Replacing a module and getting it to communicate with the rest of the car sounds like it should be easy, he said, but it sometimes requires difficult coding to restore functionality. It’s a process that has reduced to 10 minutes what once took an hour or two of experimentation.
“The amount of code that we have in our cars is unbelievable now. There are so many computers talking to each other, technicians are almost like computer networkers, to some extent. And some of these brand-new cars literally just came out a month ago. And nobody necessarily knows except for the Porsche engineers in Germany, and we can’t call them.”
Although rugged, the $2,750 ODG R-7 smartglasses weigh only about six ounces and can be comfortably and securely worn by the technician, with customizable pieces such as the lenses, which can be quickly swapped for prescription lenses (available through the program), and silicone nosepiece, each attached by magnets. Translucent images project from the top of the glasses’ frame and are superimposed onto dual screens in the wearer’s line of sight, with the option to minimize them to a corner of the screen. Technicians can schedule a call by phone or through the glasses’ application, and they navigate through options through an earpiece-mounted trackpad the size of a pencil eraser, offering predictive text responses and the ability to scroll through the display. A built-in microphone and earbuds allow clear audio.

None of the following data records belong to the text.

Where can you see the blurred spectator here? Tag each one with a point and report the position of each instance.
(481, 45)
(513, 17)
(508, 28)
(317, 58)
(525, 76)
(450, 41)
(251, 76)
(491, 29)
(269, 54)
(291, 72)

“The application of this is huge,” he said. “We’re still kind of touching the technology in the beginning. They can freeze a frame while you’re looking at it, they can zoom in, they can zoom out. They can turn on the flashlight, they can send you a document right there so you have the instructions, what they’re trying to describe, in your eye while you’re looking at the car. Or they can circle a bolt — ‘You need to check that,’ for example. Or an electrical connector or whatever it may be.”
Instead of technicians printing out multiple pages of a wiring schematic and taping them together six pages wide, they can view the schematic within the glasses, moving along the wiring path by moving their head left or right.
Still in the early stages of using the new technology, “some of the ‘techy’ technicians were excited about it,” Stribling said. “Some of the guys’ first thought was, ‘Alright, we’ve got Big Brother watching us now.’ But they see the benefit now. Convincing them to use it is like any new tool; until it becomes a habit, it’s still new.”
It’s for only the most difficult of problems, perhaps a couple times a month, that Tech Live Look is expected to be used, Stribling and Whitfield said.
“But when a technician starts struggling with a car, his morale and motivation go down so quickly,” Stribling said. “In the past, somebody from Porsche would have to fly out, or a field rep would come work with us and try to figure it out. Now, the field rep, wherever he is, can just hop on his computer or iPad, and it’s almost like he’s here.”
Whitfield said that, as of press time, about half of the 189 U.S. Porsche dealers have the new technology, with plans to onboard the remainder by the end of 2019. Its uses are thus far limited to technical support issues, although other future uses have been discussed. Technician feedback since it was piloted in 2017 and rolled out in April 2018 has led to improvements, such as the help desk being able to remotely turn on the glasses’ flashlight for a technician.
Improvements may include features such as being able to see images pointing out the differences in an early or late production part, Whitfield said.
“That’s part of the contextualization that is being expanded on in this industry, and we’re working with our software vendor, Atheer, on incorporating those contextualization aspects and how we can help the dealership. We are definitely at the forefront, but there is so much we can do with this technology that we want to explore.”
Tech Live Look could even possibly help attract tech-savvy students to a career as a Porsche technician, Stribling said.
“I think this kind of technology could absolutely help recruit them, because they realize we’re on the forefront of technology, not just in the cars themselves but in the repairs. We’re trying to lead the pack in technology. I don’t think there’s any other manufacturer that has anything that compares to this at the moment.”